Reproducible Research: Make analytic data and code available so that others may reproduce findings.

Question 3

Which of the following is an example of a reproducible study?

  • The study’s analytic data are publicly available, but the computer code is not.
  • The study’s analytic data and computer code are not publicly available, but the study was simple enough to be repeated by an independent investigator.
  • The study’s original authors re-run their computer code on their analytic data and confirm publicly that the findings match those of the published results.
  • The study’s analytic data and computer code for the data analysis are publicly available. When the code is run on the analytic data, the findings are identical to the published results.

Answer

Reproducible Research: Make analytic data and code available so that others may reproduce findings.

Question 4

Which of the following is a reason that a study might NOT be fully replicated?

  • The original study had null findings.
  • The original study was conducted by a well-known investigator.
  • The original study was very expensive and there is no money to repeat it in a different setting.
  • The original investigator does not want to make the analytic data available.

Answer

Some results can not be replicated:

  • No time, opportunist;
  • No money, and;
  • Unique

Question 5

Which of the following is a reason why publishing reproducible research is increasingly important?

  • Most studies today are small-scale and easily replicated.
  • Computing power is limited today, making it difficult to apply sophisticated statistical methods.
  • New technologies are increasing the rate of data collection, creating datasets that are more complex and extremely high dimensional.
  • The statistical methods for most studies can be accurately described using plain language.

Answer

New technologies increasing data collection throughput; data are more complex and extremely high dimensional

Question 6

What is the role of processing code in the research pipeline?

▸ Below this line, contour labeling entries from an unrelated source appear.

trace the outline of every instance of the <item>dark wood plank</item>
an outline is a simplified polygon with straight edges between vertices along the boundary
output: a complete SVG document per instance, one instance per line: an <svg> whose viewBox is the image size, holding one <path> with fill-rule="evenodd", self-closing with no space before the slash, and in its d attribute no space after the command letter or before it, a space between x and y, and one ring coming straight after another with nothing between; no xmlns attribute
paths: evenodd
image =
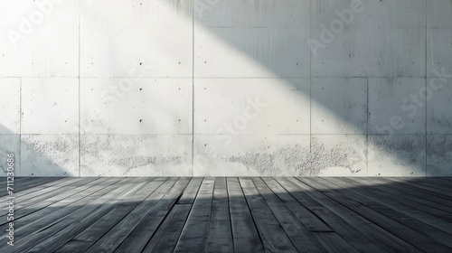
<svg viewBox="0 0 452 253"><path fill-rule="evenodd" d="M131 211L145 200L147 196L146 194L152 194L154 192L158 191L158 187L164 183L165 181L163 180L150 180L146 182L146 184L138 189L127 202L119 203L115 209L111 210L86 230L69 240L65 239L65 241L62 241L61 239L60 239L58 244L62 246L58 248L57 252L84 252L100 238L104 237L110 230L118 226L119 222L125 222L122 221L125 217L129 215ZM119 243L120 240L118 244Z"/></svg>
<svg viewBox="0 0 452 253"><path fill-rule="evenodd" d="M279 199L286 204L294 215L305 225L311 232L333 232L334 230L326 225L324 220L319 219L315 213L310 211L301 203L299 203L284 187L282 187L273 178L263 178L264 182L275 192ZM293 186L292 192L301 191L301 189Z"/></svg>
<svg viewBox="0 0 452 253"><path fill-rule="evenodd" d="M412 196L416 196L424 200L428 200L430 201L434 201L438 204L443 205L445 207L448 207L448 210L452 212L452 200L449 196L444 195L441 193L436 193L435 192L431 192L429 190L421 189L419 187L414 187L406 183L402 179L395 179L395 178L380 178L382 182L388 183L388 186L392 186L394 189L398 189L400 191L403 191L406 194L411 194Z"/></svg>
<svg viewBox="0 0 452 253"><path fill-rule="evenodd" d="M305 206L312 205L315 214L360 252L420 251L299 180L278 178L278 181L284 187L294 183L301 188L303 192L290 192L298 201L306 202Z"/></svg>
<svg viewBox="0 0 452 253"><path fill-rule="evenodd" d="M446 211L442 209L438 209L435 206L438 205L435 202L426 201L424 199L417 198L416 196L405 195L400 190L391 189L388 187L386 183L381 184L381 181L375 178L363 178L363 181L368 181L378 185L378 188L381 193L385 194L395 201L403 201L404 204L411 206L413 209L420 210L426 213L431 214L438 219L452 222L452 215L449 211ZM431 206L433 205L433 206Z"/></svg>
<svg viewBox="0 0 452 253"><path fill-rule="evenodd" d="M233 252L233 250L226 179L217 177L213 188L207 252Z"/></svg>
<svg viewBox="0 0 452 253"><path fill-rule="evenodd" d="M314 232L328 252L359 252L335 232Z"/></svg>
<svg viewBox="0 0 452 253"><path fill-rule="evenodd" d="M228 178L234 252L263 252L262 242L237 178Z"/></svg>
<svg viewBox="0 0 452 253"><path fill-rule="evenodd" d="M331 185L327 182L319 183L319 181L321 181L320 178L317 180L313 180L311 178L303 178L303 179L298 178L298 179L315 189L329 188L328 185ZM325 194L330 197L330 199L334 200L335 201L341 203L344 206L346 206L347 208L353 210L359 215L371 220L374 224L391 231L397 237L417 247L418 248L420 248L421 250L424 251L433 250L438 252L447 252L448 250L451 250L451 248L445 246L444 244L435 242L434 240L431 239L426 239L425 235L421 234L420 231L412 230L408 226L406 226L406 224L400 223L399 221L400 220L394 220L380 213L379 211L376 211L373 209L371 209L363 205L362 202L350 199L348 197L350 196L350 194L352 194L350 192L347 192L346 196L336 193L335 192L325 192Z"/></svg>
<svg viewBox="0 0 452 253"><path fill-rule="evenodd" d="M376 203L372 203L372 205L378 204L391 207L391 209L409 215L418 220L424 222L429 226L437 228L444 232L452 235L452 223L447 222L441 219L438 219L431 214L428 214L422 211L422 207L419 205L410 206L407 205L405 201L400 201L398 198L393 198L392 194L385 194L378 190L378 188L372 187L372 185L369 183L367 186L358 187L356 180L363 183L364 181L353 178L326 178L325 180L330 181L339 186L348 188L359 194L366 196L367 198L373 200Z"/></svg>
<svg viewBox="0 0 452 253"><path fill-rule="evenodd" d="M57 201L58 200L66 198L70 196L71 192L76 192L76 189L80 187L80 190L84 189L83 186L89 182L95 181L96 178L74 178L72 180L63 180L58 186L51 186L48 188L36 190L30 195L24 195L18 197L16 199L16 204L14 205L15 211L20 212L22 216L30 213L29 211L22 212L22 209L26 208L27 210L37 211L47 205L52 203L52 201ZM61 189L63 191L61 191ZM74 190L74 191L71 191ZM0 215L0 220L5 220L7 211ZM17 216L17 218L20 218Z"/></svg>
<svg viewBox="0 0 452 253"><path fill-rule="evenodd" d="M128 200L136 194L140 189L146 185L145 179L136 179L132 181L133 186L127 191L122 192L118 192L113 198L109 198L106 202L102 202L99 207L95 207L90 212L83 213L83 216L72 215L68 220L71 220L75 224L71 226L61 227L57 233L52 234L46 239L42 240L39 244L28 250L28 252L53 252L58 248L62 246L65 242L69 241L71 239L75 237L80 231L86 230L93 222L100 220L104 215L108 213L111 210L114 210L122 201ZM99 201L99 200L98 200ZM77 219L75 220L75 219ZM64 220L66 222L66 220ZM60 223L55 226L59 226Z"/></svg>
<svg viewBox="0 0 452 253"><path fill-rule="evenodd" d="M174 252L206 252L214 178L204 178Z"/></svg>
<svg viewBox="0 0 452 253"><path fill-rule="evenodd" d="M201 186L201 183L202 183L202 177L193 177L188 183L185 190L184 190L184 193L181 198L177 201L178 204L193 204L194 202L194 199L196 198L196 194L198 194L199 187Z"/></svg>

  • It transforms the measured data into analytic data.
  • It transforms the computational results into figures and tables.
  • It transforms the analytic data into computational results.
  • It conducts the statistical analysis of the primary outcome.

Answer

Question 7

Which is a goal of literate statistical programming?

  • Combine explanatory text and data analysis code in a single document.
  • Separate figures and tables from other data analytic summaries.
  • Require that data analysis summaries are always written in LaTeX.
  • Ensure that data analysis documents are always exported in PDF format.

Answer

  • An article is a stream of text and code
  • Analysis code is divided into text and code “chunks”
  • Each code chunk loads data and computes results
  • Presentation code formats results
  • Article text explains what is going on
  • Literate programs can be weaved to produce human-readable documents and tangled to produce machine-readable documents.

Question 8

What does it mean to weave a literate statistical program?

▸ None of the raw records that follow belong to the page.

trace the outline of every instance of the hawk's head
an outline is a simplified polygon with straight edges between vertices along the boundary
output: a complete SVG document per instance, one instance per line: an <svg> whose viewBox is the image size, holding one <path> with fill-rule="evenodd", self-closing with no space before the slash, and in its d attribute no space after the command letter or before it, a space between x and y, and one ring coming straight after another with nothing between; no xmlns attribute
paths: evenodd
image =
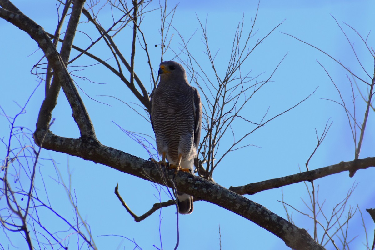
<svg viewBox="0 0 375 250"><path fill-rule="evenodd" d="M186 73L182 65L173 61L166 61L160 64L159 71L161 79L177 79L186 78Z"/></svg>

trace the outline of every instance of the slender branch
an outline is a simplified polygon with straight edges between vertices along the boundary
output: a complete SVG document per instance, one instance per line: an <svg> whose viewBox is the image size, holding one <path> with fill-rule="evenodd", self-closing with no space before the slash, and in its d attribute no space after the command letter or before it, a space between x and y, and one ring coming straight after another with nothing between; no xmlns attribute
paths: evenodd
<svg viewBox="0 0 375 250"><path fill-rule="evenodd" d="M147 212L145 213L145 214L140 216L137 216L134 213L129 207L126 204L125 201L121 197L121 196L120 195L120 193L118 193L118 183L116 186L116 187L115 188L115 193L116 194L116 196L117 196L117 198L118 198L118 200L121 202L121 204L122 204L122 205L124 206L128 212L134 218L134 220L135 220L137 222L140 222L143 220L145 219L150 216L151 214L153 214L155 211L159 210L162 208L166 207L169 207L172 205L176 205L176 202L175 201L173 201L173 200L170 200L168 201L166 201L165 202L159 202L158 203L155 203L154 204L154 205L152 206L152 207Z"/></svg>
<svg viewBox="0 0 375 250"><path fill-rule="evenodd" d="M229 190L240 195L254 195L265 190L278 188L301 181L311 181L344 171L364 169L370 167L375 167L375 157L369 157L351 162L341 162L337 164L291 175L250 183L243 186L231 187Z"/></svg>

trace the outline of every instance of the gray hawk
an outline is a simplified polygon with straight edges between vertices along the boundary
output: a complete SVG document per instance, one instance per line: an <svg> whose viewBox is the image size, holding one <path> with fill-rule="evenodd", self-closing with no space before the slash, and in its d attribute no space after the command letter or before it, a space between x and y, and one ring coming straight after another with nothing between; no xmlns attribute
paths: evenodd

  • Transform a literate program from R to python.
  • Transform the literate program into a human readable document.
  • Compress the literate program so that it takes up less space.
  • Transform the literate program into a machine readable code file.

Answer

  • An article is a stream of text and code
  • Analysis code is divided into text and code “chunks”
  • Each code chunk loads data and computes results
  • Presentation code formats results
  • Article text explains what is going on
  • Literate programs can be weaved to produce human-readable documents and tangled to produce machine-readable documents.

Question 9

Which of the following is required to implement a literate programming system?

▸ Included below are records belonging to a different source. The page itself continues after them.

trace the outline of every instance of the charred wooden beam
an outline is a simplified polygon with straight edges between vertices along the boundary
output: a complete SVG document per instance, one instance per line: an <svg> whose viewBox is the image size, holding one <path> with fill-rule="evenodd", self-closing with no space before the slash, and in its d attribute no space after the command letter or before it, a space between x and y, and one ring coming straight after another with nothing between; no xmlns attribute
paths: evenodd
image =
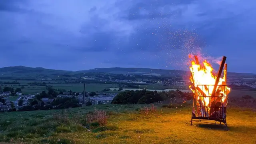
<svg viewBox="0 0 256 144"><path fill-rule="evenodd" d="M214 86L213 88L213 90L212 90L212 96L214 96L215 94L215 92L216 91L216 89L217 89L217 86L218 86L218 84L219 83L219 81L220 81L220 76L221 76L221 74L222 72L222 71L223 70L223 67L224 67L224 65L225 64L225 62L226 62L226 60L227 58L227 57L226 56L223 56L222 57L222 60L221 61L221 63L220 64L220 68L219 69L219 71L218 72L218 74L217 74L217 78L216 78L216 80L215 80L215 83L214 84Z"/></svg>
<svg viewBox="0 0 256 144"><path fill-rule="evenodd" d="M225 80L225 84L227 84L227 69L228 68L228 64L225 64L224 65L224 78Z"/></svg>
<svg viewBox="0 0 256 144"><path fill-rule="evenodd" d="M196 62L196 64L199 64L199 61L198 61L198 58L197 57L197 56L195 55L195 60Z"/></svg>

  • A programming language like R.
  • A web server for publishing documents.
  • A Unix-based computer system.
  • A program that views PDF files.

Answer

  • Literate programming is a general concept that requires:
    1. A documentation language (human readable)
    2. A programming language (machine readable)
  • Sweave uses Latex and R as the documentation and programming languages
  • Sweave was developed by Friedrich Leisch and maintained by R core

Question 10

What is one way in which the knitr system differs from Sweave?

  • knitr was developed by Friedrich Leisch.
  • knitr allows for the use of markdown instead of LaTeX.
  • knitr lacks features like caching of code chunks.
  • knitr is written in python instead of R.

Answer

  • Sweave has many limitations
    • Focused primarily on Latex, a difficult to learn markup language used only by weirdos
    • Lacks features like caching, multiple plots per chunk, mixing programming languages and many other technical items
    • Not frequently updated or very actively developed.